Hacker News new | past | comments | ask | show | jobs | submit login
pix2pix-zero: Zero-Shot Image-to-Image Translation (pix2pixzero.github.io)
115 points by macawfish on Feb 13, 2023 | hide | past | favorite | 28 comments



Not my field so I don't have anything detailed to add, other than to say how fascinating it is to watch how quickly all these incremental improvements are occurring after the initial breakthrough.

Also, props for not cherry picking results too much, both for honesty and because it is fun to see how these fail. Like the tree that grew limbs to fill in a watermark, or the sunset sky that turned into a lava field.


Interesting how the lava field version imprinted my mind.

When going back to the original image I now see it as ambiguous - in the same way as a duck/rabbit multistable illusion - and can see a mountain range and sand instead of clouds.


Try this colab, if you want to try pix2pix video https://github.com/camenduru/pix2pix-video-colab


I think this uses instruct-pix2pix which is different!

My understanding is that instruct-pix2pix requires a special fine tuned model, whereas this new pix2pix-zero thing is a new image to image technique that works without any need for additional training.

All that to say here's a pix2pix-zero demo: https://huggingface.co/spaces/ysharma/pix2pix-zero-01


Trying to understand it ...

It only lets me choose between "cat2dog" and dog2cat"? I thought I can add any prompt like "add glasses" or "change background to beach sunset"?

What is the .pt file it creates?

When I use the "Generate & Translate the SD image" button, I just get "Error" after a while of processing.


Does something like this exist for the single image version?

How hard is it to set up such a thing on HuggingFace?


The "code" link takes you to a GitHub repo. But I don't know how to set up the needed environment.

I wish authors of such tools would provide a Dockerfile to set up the environment needed to run their creations.

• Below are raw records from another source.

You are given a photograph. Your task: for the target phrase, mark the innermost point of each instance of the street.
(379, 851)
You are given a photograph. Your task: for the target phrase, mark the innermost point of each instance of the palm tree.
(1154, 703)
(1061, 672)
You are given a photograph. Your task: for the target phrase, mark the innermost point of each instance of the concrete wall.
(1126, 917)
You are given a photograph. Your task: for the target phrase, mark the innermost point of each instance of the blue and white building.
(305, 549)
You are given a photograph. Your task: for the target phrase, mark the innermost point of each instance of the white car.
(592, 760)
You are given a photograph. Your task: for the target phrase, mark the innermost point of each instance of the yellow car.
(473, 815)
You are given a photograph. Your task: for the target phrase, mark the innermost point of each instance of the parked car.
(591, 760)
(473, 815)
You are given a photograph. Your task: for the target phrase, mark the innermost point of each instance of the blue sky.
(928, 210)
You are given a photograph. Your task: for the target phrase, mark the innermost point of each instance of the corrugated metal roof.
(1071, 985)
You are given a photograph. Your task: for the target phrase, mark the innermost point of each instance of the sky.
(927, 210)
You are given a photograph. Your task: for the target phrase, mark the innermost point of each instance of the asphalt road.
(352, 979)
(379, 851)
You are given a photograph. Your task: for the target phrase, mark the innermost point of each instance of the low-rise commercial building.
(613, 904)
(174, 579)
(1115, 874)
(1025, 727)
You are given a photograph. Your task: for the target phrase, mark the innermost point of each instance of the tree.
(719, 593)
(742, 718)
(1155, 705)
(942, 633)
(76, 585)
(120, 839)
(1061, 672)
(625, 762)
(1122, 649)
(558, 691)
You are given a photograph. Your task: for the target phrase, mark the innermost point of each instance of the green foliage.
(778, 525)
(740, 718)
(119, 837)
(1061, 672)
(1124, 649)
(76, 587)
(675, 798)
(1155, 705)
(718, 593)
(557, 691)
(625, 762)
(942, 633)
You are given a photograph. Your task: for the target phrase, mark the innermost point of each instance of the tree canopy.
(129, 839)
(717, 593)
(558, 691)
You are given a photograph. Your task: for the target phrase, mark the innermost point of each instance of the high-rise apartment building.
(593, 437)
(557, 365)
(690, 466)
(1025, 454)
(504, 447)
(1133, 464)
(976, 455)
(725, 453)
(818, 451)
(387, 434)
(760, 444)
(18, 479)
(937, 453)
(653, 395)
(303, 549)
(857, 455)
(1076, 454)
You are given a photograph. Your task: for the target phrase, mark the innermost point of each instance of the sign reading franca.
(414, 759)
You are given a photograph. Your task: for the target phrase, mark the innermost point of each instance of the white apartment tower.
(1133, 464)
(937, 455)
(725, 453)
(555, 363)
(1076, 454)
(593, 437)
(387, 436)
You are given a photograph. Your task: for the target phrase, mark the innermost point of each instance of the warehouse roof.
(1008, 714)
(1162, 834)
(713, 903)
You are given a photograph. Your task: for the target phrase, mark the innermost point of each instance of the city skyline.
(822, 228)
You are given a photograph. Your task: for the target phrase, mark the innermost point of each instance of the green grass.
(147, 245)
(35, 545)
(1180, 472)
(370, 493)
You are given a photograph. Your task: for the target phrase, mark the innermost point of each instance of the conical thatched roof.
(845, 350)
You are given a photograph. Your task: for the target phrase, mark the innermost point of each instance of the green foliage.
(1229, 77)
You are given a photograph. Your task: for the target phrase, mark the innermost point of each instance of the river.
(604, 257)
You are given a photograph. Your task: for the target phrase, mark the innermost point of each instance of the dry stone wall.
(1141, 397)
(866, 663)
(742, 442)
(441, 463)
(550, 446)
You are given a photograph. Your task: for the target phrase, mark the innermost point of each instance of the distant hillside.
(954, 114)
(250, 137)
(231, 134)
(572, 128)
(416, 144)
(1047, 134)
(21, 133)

Their setup section starts with

    conda env create -f environment.yml
But that gives me

    bash: conda: command not found
So I tried

    apt install conda
and

    apt install python3-conda
But nothing worked.

Why is running software still such a tricky thing in 2023, where you have to read tutorials and tinker with manually setting up an environment?

Guess I will wait until some SaaS company provides an API to use this on their machines then. Any ideas, which company might do this first?


The intended audience of other ML developers and data scientists will likely be more familiar with Anaconda[1] than docker. I recommend starting with miniconda[2] which will install just the packages needed to run this project (as declared in that environment.yml file), whereas Anaconda is a giant batteries-included install.

[1] https://www.anaconda.com/

[2] https://docs.conda.io/en/latest/miniconda.html


I respectfully disagree. I find docker to be more-or-less unavoidable in ML work, but thankfully conda is still avoidable.

My recommendation is not to touch conda, unless you're on Windows and not don't know about cuda drivers or WSL. Otherwise IMHO it's far less trouble to stick with pip (and virtualenv/pipenv/poetry) and it's not difficult to translate the environment.


While your millage (clearly) varies from mine, Anaconda is in practice the standard environment for deep learning (and, generally, in most of the Python data science ecosystem).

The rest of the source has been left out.